Le phénomène des réseaux sociaux vient ajouter encore une dose de complexité. Facebook, Twitter et autres réseaux reflètent l’effervescence des manifestations et discussions, transformant automatiquement les protestations en trending topics (sujets tendance) du jour – Facebook est même resté en panne dans la nuit de mardi, parce que surchargé !
Comme les médias d’aujourd’hui sont réglés sur les sujets tendance, les manifestations sont ultra médiatisées, du jamais vu jusqu’ici. Des directs montrent sur les principales chaînes de télévision les foules défilant dans les rues, le cri des manifestants pour l’urgence d’un pays meilleur, mais aussi les épisodes de violence de la part de manifestants ou de policiers : des scènes regrettables.
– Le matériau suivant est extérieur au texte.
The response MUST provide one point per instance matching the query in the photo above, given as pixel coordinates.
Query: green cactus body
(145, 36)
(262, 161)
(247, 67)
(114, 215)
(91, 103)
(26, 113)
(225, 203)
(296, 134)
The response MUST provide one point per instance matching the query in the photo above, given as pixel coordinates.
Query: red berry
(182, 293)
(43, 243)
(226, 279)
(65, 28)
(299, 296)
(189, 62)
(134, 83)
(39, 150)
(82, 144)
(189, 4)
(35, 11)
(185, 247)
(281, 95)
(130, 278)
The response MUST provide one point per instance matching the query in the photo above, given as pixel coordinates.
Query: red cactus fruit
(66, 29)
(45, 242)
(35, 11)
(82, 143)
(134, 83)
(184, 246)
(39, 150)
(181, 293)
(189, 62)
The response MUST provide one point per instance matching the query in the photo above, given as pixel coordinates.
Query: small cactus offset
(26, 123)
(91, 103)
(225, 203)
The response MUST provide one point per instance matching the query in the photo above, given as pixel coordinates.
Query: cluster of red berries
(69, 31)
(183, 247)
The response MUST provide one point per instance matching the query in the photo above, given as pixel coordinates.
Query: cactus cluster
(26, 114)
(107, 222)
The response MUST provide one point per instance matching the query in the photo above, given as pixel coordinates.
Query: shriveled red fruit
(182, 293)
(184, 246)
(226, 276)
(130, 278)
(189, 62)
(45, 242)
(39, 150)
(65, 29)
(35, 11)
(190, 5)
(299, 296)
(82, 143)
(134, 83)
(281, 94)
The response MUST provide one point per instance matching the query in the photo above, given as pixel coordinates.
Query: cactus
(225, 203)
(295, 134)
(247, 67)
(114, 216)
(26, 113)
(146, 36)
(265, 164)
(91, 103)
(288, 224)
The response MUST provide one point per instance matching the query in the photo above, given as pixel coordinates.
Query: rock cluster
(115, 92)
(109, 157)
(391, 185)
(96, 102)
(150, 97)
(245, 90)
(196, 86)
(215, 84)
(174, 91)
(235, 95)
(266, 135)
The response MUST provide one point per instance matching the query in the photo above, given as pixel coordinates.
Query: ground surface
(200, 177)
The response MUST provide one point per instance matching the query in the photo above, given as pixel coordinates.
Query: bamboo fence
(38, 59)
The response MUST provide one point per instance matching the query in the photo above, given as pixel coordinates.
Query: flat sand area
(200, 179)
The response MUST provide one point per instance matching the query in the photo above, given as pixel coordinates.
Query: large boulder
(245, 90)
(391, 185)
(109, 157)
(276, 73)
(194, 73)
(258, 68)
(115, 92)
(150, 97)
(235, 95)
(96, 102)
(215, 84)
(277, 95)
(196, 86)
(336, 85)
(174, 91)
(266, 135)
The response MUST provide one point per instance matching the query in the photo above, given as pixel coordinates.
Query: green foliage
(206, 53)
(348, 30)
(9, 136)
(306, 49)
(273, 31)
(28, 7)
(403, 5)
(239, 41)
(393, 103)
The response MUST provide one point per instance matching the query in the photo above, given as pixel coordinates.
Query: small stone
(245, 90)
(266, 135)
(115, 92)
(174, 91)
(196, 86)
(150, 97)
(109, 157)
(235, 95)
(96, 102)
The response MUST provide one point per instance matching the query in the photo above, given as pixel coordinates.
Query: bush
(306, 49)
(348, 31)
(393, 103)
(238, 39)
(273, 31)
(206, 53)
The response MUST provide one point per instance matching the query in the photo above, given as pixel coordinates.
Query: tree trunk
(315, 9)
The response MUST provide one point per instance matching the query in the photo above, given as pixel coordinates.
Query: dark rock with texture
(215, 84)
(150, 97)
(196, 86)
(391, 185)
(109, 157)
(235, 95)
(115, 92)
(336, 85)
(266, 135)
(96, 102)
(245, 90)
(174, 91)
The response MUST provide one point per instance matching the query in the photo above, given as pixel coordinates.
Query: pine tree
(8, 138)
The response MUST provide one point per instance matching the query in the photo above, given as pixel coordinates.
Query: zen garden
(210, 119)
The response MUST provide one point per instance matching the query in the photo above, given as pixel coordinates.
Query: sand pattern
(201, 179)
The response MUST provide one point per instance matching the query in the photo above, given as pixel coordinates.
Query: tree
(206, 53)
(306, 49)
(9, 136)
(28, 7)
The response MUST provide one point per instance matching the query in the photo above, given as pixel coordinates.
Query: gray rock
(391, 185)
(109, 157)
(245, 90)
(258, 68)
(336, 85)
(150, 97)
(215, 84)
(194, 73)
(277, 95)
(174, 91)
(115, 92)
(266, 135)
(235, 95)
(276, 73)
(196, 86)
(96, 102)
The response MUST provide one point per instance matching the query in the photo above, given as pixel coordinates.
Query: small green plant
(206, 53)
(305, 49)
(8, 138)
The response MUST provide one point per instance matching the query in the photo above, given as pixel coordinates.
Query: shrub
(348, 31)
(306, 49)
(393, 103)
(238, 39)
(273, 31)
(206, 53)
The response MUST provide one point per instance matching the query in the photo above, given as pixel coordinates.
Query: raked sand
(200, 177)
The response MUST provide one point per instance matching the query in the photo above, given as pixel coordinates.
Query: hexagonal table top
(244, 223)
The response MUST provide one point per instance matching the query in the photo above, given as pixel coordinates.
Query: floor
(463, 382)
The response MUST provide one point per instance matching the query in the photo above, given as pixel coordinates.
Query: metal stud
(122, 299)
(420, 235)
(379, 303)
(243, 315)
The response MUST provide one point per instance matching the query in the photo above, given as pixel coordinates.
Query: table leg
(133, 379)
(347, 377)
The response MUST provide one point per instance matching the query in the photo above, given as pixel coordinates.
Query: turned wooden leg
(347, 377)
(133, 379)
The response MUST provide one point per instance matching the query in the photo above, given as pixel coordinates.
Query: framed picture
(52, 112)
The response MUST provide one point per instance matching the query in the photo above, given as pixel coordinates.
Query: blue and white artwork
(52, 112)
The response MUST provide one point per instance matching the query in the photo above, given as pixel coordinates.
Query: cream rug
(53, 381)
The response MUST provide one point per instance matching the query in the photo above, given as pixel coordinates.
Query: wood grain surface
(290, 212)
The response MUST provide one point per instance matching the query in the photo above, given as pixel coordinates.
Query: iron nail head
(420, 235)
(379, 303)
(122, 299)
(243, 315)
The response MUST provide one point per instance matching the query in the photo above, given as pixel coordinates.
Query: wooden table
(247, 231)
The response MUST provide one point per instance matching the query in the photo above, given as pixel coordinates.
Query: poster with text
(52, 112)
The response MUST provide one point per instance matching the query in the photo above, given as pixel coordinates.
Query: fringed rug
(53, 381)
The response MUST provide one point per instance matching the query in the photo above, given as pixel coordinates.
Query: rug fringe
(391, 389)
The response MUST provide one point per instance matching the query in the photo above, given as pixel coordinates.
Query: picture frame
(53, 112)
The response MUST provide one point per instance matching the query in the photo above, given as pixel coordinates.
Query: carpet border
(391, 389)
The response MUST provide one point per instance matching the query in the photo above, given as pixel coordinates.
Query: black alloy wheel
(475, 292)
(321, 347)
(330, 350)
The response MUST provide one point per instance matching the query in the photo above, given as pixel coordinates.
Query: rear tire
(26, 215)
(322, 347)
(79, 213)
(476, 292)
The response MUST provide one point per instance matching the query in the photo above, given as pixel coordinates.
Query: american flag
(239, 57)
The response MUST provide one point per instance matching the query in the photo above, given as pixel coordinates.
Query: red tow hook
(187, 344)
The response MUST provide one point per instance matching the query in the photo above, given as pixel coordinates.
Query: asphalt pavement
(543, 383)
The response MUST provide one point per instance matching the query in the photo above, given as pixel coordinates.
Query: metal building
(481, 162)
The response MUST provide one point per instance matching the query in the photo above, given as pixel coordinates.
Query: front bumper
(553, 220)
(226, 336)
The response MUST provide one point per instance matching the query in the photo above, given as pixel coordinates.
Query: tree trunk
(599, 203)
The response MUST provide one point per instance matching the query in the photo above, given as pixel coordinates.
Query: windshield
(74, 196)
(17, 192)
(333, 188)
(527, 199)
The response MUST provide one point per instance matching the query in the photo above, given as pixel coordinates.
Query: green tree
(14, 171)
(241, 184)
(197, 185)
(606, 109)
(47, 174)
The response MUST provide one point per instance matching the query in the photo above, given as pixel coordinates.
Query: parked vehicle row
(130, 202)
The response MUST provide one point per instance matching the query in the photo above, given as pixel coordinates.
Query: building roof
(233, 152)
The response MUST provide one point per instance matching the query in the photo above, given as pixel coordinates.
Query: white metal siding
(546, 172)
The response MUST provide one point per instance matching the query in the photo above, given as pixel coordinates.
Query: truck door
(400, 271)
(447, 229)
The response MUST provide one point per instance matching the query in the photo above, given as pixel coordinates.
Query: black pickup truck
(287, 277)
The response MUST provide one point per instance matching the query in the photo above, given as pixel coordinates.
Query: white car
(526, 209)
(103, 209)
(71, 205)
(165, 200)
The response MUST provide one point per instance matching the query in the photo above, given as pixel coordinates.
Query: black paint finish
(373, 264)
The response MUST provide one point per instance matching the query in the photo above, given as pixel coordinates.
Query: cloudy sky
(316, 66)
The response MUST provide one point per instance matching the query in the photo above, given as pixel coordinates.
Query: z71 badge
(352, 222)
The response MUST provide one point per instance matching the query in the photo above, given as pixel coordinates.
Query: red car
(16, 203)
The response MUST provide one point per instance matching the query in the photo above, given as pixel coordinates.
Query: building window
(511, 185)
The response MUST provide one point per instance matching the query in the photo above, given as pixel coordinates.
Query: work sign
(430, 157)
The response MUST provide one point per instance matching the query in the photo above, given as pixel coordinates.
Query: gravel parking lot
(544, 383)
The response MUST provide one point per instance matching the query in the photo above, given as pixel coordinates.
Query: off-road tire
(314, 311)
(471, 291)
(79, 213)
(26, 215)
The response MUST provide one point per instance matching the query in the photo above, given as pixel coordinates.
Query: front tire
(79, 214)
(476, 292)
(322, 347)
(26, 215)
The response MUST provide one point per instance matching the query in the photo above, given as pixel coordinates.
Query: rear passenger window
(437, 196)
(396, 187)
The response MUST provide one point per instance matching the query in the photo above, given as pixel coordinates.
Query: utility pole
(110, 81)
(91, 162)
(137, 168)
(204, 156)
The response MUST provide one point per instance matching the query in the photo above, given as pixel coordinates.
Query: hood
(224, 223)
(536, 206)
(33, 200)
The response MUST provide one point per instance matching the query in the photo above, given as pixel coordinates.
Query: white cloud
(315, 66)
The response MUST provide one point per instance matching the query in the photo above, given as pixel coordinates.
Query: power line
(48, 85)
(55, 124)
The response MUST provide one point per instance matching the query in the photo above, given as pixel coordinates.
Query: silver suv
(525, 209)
Les jeunes seraient-ils fatigués de se lamenter sur Facebook ? La vie est concrète en dehors de l’ordinateur…
C’est un Brésil qui se targue aujourd’hui d’avoir quasiment le “plein emploi” –environ 5,8% de chômage –, et a ajouté près de 35 millions de personnes au marché de la consommation depuis 2003, qui est fier de la formation d’une Classe C totalisant déjà 105 millions de Brésiliens, mais est doté de l’un des pires enseignements au monde – dans le classement 2010 de l’Organisation pour la coopération et le développement économique (OCDE), l’éducation au Brésil vient à la 53e place sur 65 pays (G1, 24 mai 2013).
Les scandales de corruption constituent une autre caractéristique du Brésil. Mais il existe aussi un type de corruption structurelle, celle qui place les politiques parmi les grands privilégiés de la nation. Le député brésilien est le deuxième plus cher dans un univers de 110 pays, a révélé une étude de l’ONU (Folha de S. Paulo, 17 février 2013).
Jusqu’au pape qui a renoncé à certains privilèges pour montrer que, dans un monde où il y a tant de pauvreté, tout signe ostentatoire serait un scandale (Aleteia, 13 juin 2013). Mais la classe politique brésilienne ne montre aucun signe de vouloir renoncer à ses avantages.
Sans vouloir idéaliser les manifestations – et en restant attentifs aux manœuvres et instrumentalisations anti-démocratiques dont cette grande voix de la rue pourrait faire l’objet–, on peut y voir, toutefois, la lassitude de vivre dans un pays qui, dans son immense majorité, se révèle comme le « pays de l’espérance », où l’espérance est plus un simple espoir que la vision d’un avenir véritablement meilleur.
C’est pour ces raisons et bien d’autres qu’une autre pancarte a été rendue célèbre durant les manifestations: “Do you still think it’s just about the 20 cents?” (Et vous pensez encore que c’est pour 20 centimes?).